Pois bem, estava caminhando quando vi uma pomba voando perto de mim. Eu nem tchum - pomba é tipo aqueles risquinhos na vista que a gente aprende a ignorar - mas aquela pomba não estava disposta a ser ignorada.
Enorme, ela deu um rasante em mim e bateu violentamente na minha testa. Sem exagero, parecia que eu tinha passado por um acidente de carro e batido com a cabeça no painel.
Jamais imaginei que colidir com uma pomba seria uma possibilidade nessa vida, mas lá estava eu, na rua, com a cabeça doendo, os fones de ouvido caídos no chão e os pedestres ao meu redor segurando (mal) a risada.
Tudo o que passava na minha cabeça, além de umas penas que ficaram presas no meu cabelo, era que eu precisava escrever sobre isso.
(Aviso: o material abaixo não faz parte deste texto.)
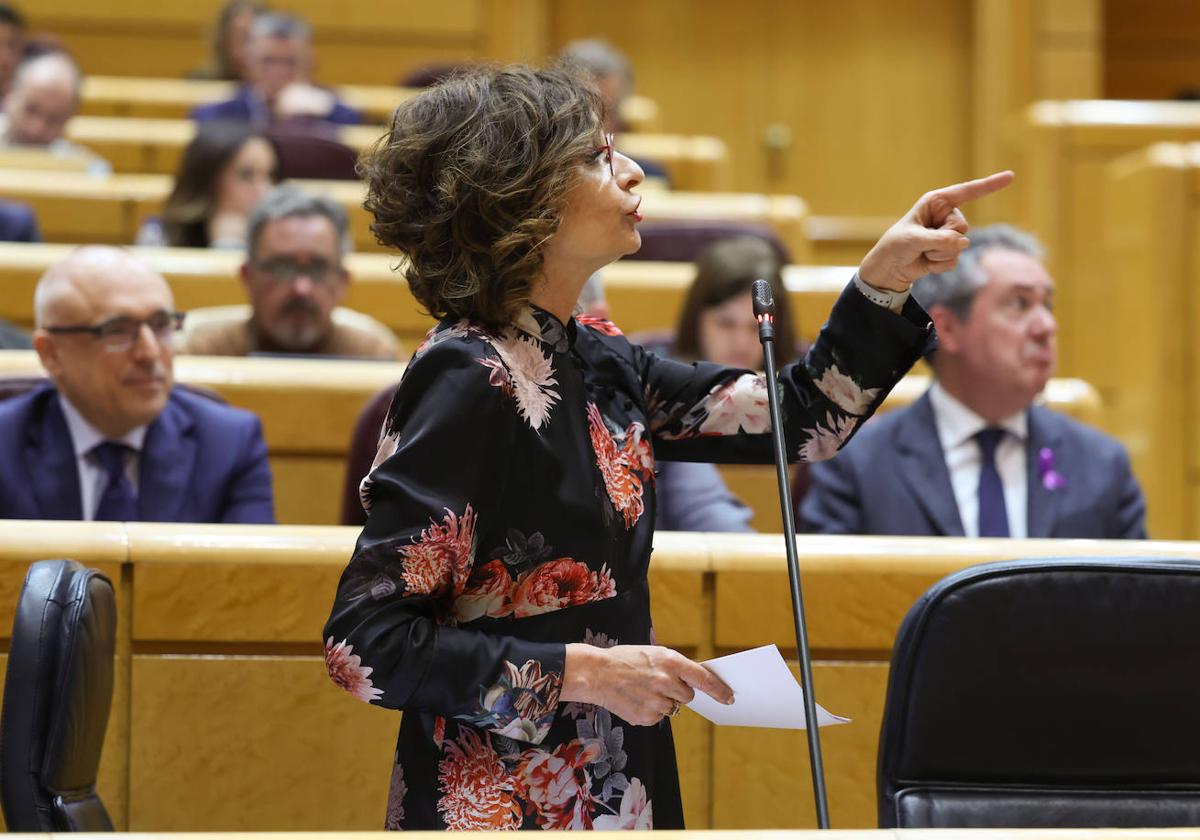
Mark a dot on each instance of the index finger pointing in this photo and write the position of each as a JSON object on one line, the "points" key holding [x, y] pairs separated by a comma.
{"points": [[969, 191]]}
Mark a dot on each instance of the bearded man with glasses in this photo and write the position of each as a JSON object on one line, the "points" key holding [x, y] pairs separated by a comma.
{"points": [[111, 436], [294, 277]]}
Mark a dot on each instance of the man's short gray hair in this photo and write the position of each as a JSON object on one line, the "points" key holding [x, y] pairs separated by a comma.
{"points": [[600, 59], [287, 202], [281, 25], [955, 289]]}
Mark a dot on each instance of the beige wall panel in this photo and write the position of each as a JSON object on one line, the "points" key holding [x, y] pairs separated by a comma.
{"points": [[253, 743], [1071, 16], [309, 490], [1068, 145], [863, 613], [1071, 71], [761, 777], [1150, 243], [833, 78], [232, 601], [679, 609], [853, 81]]}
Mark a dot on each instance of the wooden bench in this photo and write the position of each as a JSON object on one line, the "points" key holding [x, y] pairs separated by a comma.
{"points": [[75, 208], [223, 718], [309, 408], [175, 99], [142, 144]]}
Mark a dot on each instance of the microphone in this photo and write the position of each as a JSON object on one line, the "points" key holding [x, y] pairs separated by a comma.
{"points": [[765, 313], [763, 310]]}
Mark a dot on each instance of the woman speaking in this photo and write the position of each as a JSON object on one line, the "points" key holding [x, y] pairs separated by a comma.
{"points": [[498, 592]]}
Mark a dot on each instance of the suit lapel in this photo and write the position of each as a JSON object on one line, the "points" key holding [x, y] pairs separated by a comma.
{"points": [[167, 460], [923, 468], [1043, 504], [51, 461]]}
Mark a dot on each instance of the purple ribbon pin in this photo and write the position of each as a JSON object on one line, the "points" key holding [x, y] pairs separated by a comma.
{"points": [[1051, 479]]}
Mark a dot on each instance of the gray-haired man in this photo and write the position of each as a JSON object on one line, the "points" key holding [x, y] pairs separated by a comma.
{"points": [[294, 277], [975, 456]]}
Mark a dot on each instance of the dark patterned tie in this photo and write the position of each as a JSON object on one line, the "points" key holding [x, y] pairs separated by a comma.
{"points": [[993, 514], [117, 503]]}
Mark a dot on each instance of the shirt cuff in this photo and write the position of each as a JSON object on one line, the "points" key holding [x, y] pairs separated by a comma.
{"points": [[888, 300]]}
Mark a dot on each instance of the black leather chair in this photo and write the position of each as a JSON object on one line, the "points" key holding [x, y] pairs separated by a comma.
{"points": [[1056, 693], [57, 697]]}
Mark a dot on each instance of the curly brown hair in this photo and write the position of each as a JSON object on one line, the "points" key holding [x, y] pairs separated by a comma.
{"points": [[469, 183]]}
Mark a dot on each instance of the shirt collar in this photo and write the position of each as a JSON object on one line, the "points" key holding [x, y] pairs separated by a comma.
{"points": [[957, 424], [546, 328], [87, 437]]}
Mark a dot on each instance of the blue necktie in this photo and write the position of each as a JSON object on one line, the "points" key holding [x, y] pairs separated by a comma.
{"points": [[993, 514], [117, 503]]}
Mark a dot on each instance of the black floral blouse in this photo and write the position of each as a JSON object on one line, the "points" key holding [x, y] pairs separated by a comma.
{"points": [[511, 510]]}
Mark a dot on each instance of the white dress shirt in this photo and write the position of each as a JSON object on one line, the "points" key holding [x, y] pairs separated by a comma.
{"points": [[957, 427], [93, 478]]}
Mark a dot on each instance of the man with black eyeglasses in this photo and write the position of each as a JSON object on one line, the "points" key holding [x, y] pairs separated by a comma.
{"points": [[295, 277], [109, 436]]}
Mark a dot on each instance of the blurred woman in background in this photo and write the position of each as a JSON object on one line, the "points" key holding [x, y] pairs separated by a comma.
{"points": [[223, 173], [717, 324], [229, 40]]}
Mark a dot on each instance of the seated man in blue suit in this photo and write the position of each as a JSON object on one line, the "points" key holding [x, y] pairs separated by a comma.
{"points": [[111, 437], [279, 65], [975, 456]]}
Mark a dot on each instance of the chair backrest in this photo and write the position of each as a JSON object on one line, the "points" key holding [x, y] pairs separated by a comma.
{"points": [[671, 241], [310, 150], [1048, 693], [57, 697]]}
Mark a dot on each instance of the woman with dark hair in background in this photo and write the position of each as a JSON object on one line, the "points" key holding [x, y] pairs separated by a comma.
{"points": [[228, 41], [225, 171], [717, 324], [498, 592]]}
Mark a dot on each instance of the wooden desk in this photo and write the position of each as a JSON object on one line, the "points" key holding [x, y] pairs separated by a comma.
{"points": [[223, 718], [175, 99], [142, 144]]}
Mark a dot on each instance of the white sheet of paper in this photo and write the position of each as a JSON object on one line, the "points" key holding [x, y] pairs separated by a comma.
{"points": [[765, 693]]}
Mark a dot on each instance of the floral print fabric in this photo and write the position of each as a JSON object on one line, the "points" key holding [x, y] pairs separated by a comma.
{"points": [[510, 513]]}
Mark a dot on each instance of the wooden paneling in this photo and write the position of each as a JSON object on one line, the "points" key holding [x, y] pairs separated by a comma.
{"points": [[828, 81], [1151, 233], [222, 735], [253, 743], [1068, 147]]}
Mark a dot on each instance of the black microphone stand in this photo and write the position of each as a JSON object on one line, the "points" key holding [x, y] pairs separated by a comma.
{"points": [[765, 313]]}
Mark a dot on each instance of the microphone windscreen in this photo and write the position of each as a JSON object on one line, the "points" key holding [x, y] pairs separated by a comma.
{"points": [[763, 303]]}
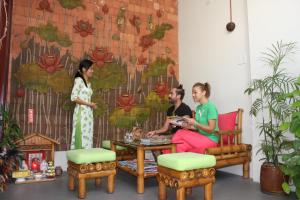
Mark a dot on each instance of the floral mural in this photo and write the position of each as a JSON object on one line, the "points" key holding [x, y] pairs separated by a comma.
{"points": [[133, 45]]}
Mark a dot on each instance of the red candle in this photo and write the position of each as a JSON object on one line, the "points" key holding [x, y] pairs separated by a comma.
{"points": [[35, 165]]}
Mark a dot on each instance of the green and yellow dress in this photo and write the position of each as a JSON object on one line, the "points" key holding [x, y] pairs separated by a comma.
{"points": [[82, 132]]}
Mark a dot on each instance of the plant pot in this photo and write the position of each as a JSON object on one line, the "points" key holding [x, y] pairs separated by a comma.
{"points": [[271, 178]]}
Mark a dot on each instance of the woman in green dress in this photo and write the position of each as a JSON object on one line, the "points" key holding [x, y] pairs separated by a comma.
{"points": [[82, 132]]}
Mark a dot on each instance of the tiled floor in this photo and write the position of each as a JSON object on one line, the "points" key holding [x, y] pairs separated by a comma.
{"points": [[227, 187]]}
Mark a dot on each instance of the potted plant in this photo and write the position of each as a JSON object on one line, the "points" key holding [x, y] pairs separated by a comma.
{"points": [[291, 159], [270, 107], [10, 157]]}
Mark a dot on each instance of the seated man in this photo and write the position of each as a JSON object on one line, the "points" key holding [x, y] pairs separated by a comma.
{"points": [[177, 109]]}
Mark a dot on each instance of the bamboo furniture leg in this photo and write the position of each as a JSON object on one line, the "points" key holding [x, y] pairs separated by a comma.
{"points": [[71, 183], [81, 188], [208, 191], [140, 170], [180, 193], [111, 183], [246, 167], [162, 191], [97, 182], [173, 148]]}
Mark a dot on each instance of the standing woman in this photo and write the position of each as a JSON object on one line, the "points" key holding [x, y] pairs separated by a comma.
{"points": [[82, 133], [199, 133]]}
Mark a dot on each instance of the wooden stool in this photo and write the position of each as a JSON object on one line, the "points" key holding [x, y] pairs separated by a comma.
{"points": [[91, 163], [184, 171]]}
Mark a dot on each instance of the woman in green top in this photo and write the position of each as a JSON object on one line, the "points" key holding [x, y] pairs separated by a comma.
{"points": [[199, 133], [82, 133]]}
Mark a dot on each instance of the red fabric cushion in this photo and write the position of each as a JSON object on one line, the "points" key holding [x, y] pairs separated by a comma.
{"points": [[227, 122]]}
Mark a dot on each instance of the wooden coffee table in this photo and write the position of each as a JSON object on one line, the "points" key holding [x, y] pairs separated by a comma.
{"points": [[141, 148]]}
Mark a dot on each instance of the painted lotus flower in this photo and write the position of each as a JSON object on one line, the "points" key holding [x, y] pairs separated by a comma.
{"points": [[125, 102], [20, 92], [159, 13], [84, 28], [100, 55], [105, 9], [136, 22], [142, 60], [161, 89], [45, 5], [172, 71], [146, 41], [50, 63]]}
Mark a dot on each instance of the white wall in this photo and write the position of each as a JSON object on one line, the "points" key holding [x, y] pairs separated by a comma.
{"points": [[207, 52]]}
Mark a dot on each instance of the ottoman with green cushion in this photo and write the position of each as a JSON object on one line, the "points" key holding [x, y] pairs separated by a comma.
{"points": [[185, 170], [91, 163]]}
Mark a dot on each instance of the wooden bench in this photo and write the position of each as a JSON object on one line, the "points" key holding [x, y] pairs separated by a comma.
{"points": [[232, 152]]}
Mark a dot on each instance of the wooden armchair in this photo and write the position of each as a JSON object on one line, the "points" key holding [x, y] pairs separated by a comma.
{"points": [[231, 150]]}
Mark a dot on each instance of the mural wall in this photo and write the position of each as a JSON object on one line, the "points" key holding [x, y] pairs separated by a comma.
{"points": [[135, 49]]}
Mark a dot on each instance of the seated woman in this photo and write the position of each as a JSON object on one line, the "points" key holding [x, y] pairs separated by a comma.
{"points": [[199, 133]]}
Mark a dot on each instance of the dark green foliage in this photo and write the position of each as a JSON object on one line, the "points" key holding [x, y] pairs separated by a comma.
{"points": [[291, 159], [271, 105], [10, 156]]}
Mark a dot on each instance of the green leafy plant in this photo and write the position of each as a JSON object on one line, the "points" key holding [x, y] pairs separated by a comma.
{"points": [[291, 159], [10, 156], [271, 103]]}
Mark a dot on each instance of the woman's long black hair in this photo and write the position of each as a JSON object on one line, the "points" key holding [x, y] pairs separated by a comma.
{"points": [[86, 64]]}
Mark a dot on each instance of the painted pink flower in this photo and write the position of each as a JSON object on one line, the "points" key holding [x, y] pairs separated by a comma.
{"points": [[45, 5], [142, 60], [84, 28], [172, 71], [101, 55], [105, 9], [146, 41], [125, 102], [159, 13], [136, 22], [50, 63], [161, 89]]}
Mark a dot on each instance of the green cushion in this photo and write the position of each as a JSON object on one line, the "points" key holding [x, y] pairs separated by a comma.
{"points": [[186, 161], [106, 145], [94, 155]]}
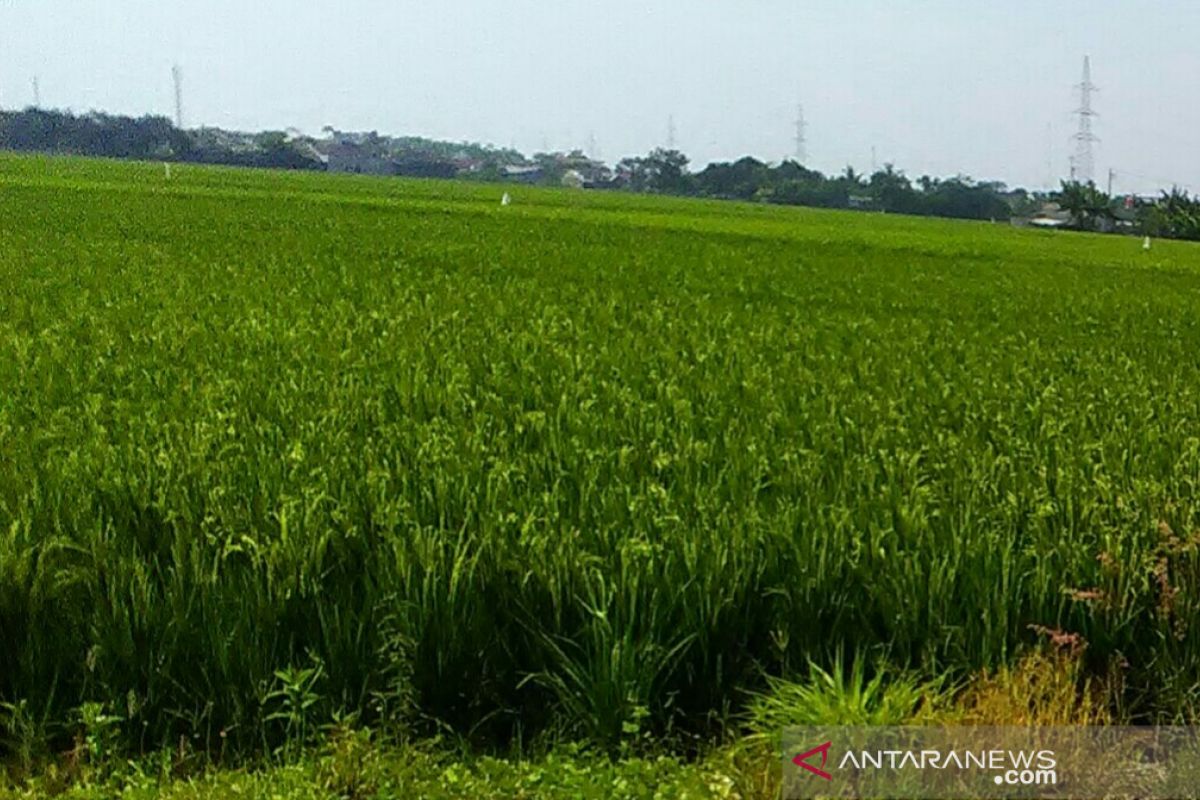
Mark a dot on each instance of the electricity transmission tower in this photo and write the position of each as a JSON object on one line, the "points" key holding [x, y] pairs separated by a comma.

Se eu não contasse essa história pra ninguém, o incidente só seria marcante pra mim e pra pomba, e a dor na minha cabeça só teria sido um inconveniente numa segunda-feira qualquer.
Já se eu escrevesse sobre isso, a situação mudaria de figura. Viraria uma anedota, viraria um evento, viraria um pinguinho de singularidade no personagem que eu sou.
Acho que é por isso que eu gosto de escrever, pelo sentido que se pode dar aos absurdos. Pelo curioso. Pela meditação. Pelo prazer. Por poder compartilhar as coisas que subitamente me vem à cabeça.
Esse texto vai me trazer likes? Não muitos. Pacientes? Provavelmente não também - o público de pessoas traumatizadas com pombas não deve ser tão grande.
Mas vai fazer diferença pra mim. Isso basta.